Fernanda Campagnucci Pereira is currently a Government Fellow at the United Nations University Operating Unit on Policy-Driven Electronic Governance (UNU-EGOV). In Brazil, she is a member of the public management career at São Paulo City Hall and, since 2013, has been implementing policies related to transparency, innovation, and civic technologies in the city.
Fernanda served as Head of Integrity at the Comptroller General’s Office (2013-2016) where she was responsible for the implementation of the Freedom of Information Act (FOIA), open data processes and fighting against corruption at the municipal level. She currently coordinates the Open Government Initiative at the Education Department – Pátio Digital.
She holds a postgraduate certificate in Transparency and Accountability by the University of Chile. Prior to that, she graduated in Communication Studies (Journalism) at the University of São Paulo, where she also obtained a Master’s Degree in Sociology of Education.
An open Government fellow at the Organization of American States (2015) and Open Data Leader at the Open Data Institute (2016), she is also a member of the consultative committee of the Technology & Equity Institute, a research and advocacy organisation in Brazil acting on the ethical use of technologies.

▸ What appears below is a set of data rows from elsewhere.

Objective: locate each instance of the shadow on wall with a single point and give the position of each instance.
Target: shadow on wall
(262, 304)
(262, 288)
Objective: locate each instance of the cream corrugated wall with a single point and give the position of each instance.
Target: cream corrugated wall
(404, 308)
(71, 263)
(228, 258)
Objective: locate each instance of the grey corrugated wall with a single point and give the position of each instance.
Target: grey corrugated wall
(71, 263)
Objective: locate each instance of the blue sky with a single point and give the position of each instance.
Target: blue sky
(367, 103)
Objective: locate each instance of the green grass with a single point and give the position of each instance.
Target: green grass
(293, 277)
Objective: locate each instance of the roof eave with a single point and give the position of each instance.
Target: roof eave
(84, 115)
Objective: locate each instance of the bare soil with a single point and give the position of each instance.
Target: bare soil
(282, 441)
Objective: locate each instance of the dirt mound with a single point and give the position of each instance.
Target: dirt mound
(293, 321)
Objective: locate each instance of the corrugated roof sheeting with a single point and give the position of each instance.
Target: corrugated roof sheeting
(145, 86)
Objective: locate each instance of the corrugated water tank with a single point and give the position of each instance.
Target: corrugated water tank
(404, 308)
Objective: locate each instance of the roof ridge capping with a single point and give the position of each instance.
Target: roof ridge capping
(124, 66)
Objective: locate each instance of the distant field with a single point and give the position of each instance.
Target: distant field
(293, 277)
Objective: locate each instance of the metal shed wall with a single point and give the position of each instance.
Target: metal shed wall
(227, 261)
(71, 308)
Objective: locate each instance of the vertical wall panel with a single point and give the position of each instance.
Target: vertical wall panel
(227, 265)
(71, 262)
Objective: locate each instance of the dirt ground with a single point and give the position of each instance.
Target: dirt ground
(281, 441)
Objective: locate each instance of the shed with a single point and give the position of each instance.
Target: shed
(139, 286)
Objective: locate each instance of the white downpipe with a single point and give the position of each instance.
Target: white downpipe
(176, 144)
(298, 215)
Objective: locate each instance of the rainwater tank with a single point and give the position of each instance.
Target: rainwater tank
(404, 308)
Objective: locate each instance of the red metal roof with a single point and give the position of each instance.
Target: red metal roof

Digital participation and collaboration between a government and the society may assume different forms, such as crowdsourcing of information, online consultations, policy co-creation, and other platform-based and civic tech solutions. An emerging, and yet less explored form of participation, is the collaboration in the digital infrastructure and software development itself. Adopting the open source paradigm, governments around the world are using public software repositories (e.g. GitHub and GitLab) to publish, share, and receive voluntary contributions from communities of developers towards the source code of a given project. This modality of electronic participation requires further attention from different stakeholders to leverage it on behalf of collaborative policy and decision-making processes. The dialogue between academia and governments may help to bridge policy-driven research and evidence-based deliberations.
After presenting a brief overview of how this type of collaboration is described in the literature and how it is framed in different contexts, the seminar will present in more detail the implementation of open source collaboration in the Education Department of the city of São Paulo (Brazil). Finally, the seminar raises the main challenges and benefits of the open collaboration approach.